Вздохи Мазарини перешли в стоны.
— Дайте отпущение! — сказал он.
— Невозможно, монсеньер. Возвратите деньги!
— Но раз вы отпускаете мне все грехи, почему вы не хотите отпустить этого?
— Потому что, отпуская его, я сам совершу грех, которого король никогда мне не простит.
Монах встал с сокрушеным видом и вышел так же торжественно, как вошел.
— Боже мой! — простонал Мазарини. — Кольбер, подите сюда! Я очень болен, друг мой.
XLVI
ДАРСТВЕННАЯ
Кольбер вышел из-за занавесок.
— Вы, слышали? — спросил Мазарини.
— Увы, слышал!
— Прав ли он? Разве все мои деньги — дурно приобретенная собственность?

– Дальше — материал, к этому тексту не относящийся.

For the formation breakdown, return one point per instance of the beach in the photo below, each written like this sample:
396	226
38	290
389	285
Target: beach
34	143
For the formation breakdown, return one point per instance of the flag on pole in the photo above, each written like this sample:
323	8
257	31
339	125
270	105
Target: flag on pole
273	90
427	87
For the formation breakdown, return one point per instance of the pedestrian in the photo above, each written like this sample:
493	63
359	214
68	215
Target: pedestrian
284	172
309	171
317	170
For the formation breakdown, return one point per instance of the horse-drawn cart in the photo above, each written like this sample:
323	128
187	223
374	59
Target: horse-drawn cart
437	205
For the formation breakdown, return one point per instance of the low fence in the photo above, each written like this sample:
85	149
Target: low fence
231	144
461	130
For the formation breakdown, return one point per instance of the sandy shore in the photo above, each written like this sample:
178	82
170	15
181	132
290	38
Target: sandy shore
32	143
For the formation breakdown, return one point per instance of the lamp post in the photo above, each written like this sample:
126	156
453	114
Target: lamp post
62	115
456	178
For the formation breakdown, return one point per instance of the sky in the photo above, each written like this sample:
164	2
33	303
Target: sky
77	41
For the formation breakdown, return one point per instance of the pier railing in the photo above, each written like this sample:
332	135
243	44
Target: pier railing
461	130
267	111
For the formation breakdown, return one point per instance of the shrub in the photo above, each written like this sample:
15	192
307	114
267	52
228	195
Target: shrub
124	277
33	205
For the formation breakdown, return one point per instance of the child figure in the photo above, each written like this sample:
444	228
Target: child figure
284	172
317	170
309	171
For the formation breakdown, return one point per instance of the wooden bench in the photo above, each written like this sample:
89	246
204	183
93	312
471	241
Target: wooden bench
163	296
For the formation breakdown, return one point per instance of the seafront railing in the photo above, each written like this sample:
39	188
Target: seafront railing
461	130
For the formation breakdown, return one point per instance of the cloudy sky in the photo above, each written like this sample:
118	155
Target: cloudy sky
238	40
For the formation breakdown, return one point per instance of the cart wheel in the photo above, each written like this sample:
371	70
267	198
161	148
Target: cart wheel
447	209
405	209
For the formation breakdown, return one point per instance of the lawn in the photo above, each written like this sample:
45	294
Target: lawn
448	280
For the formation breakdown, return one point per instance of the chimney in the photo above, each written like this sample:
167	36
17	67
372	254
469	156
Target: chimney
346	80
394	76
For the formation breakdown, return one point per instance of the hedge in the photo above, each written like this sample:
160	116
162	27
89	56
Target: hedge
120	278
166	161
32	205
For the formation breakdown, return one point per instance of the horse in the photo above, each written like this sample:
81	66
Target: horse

— Монах — плохой судья в финансовых делах, монсеньер, — отвечал холодно Кольбер. — Однако возможно, что за вами, ваше преосвященство, с точки зрения теологических ваших идей имеется какая-либо вина. Она всегда находится… когда умирают.
— Умереть — это и есть главная вина, Кольбер.
— Это верно, монсеньер. Так перед кем же вы все-таки виноваты, по мнению этого театинца?
— Перед королем.
Мазарини пожал плечами.
— Словно я не спас его государство и его финансы!
— Здесь нечего возразить, монсеньер.
— Не правда ли? Значит, я законно заработал награду вопреки моему исповеднику?
— Вне всякого сомнения.
— И я могу сберечь для моей семьи, столь нуждающейся, немалую часть из всего, что я заработал!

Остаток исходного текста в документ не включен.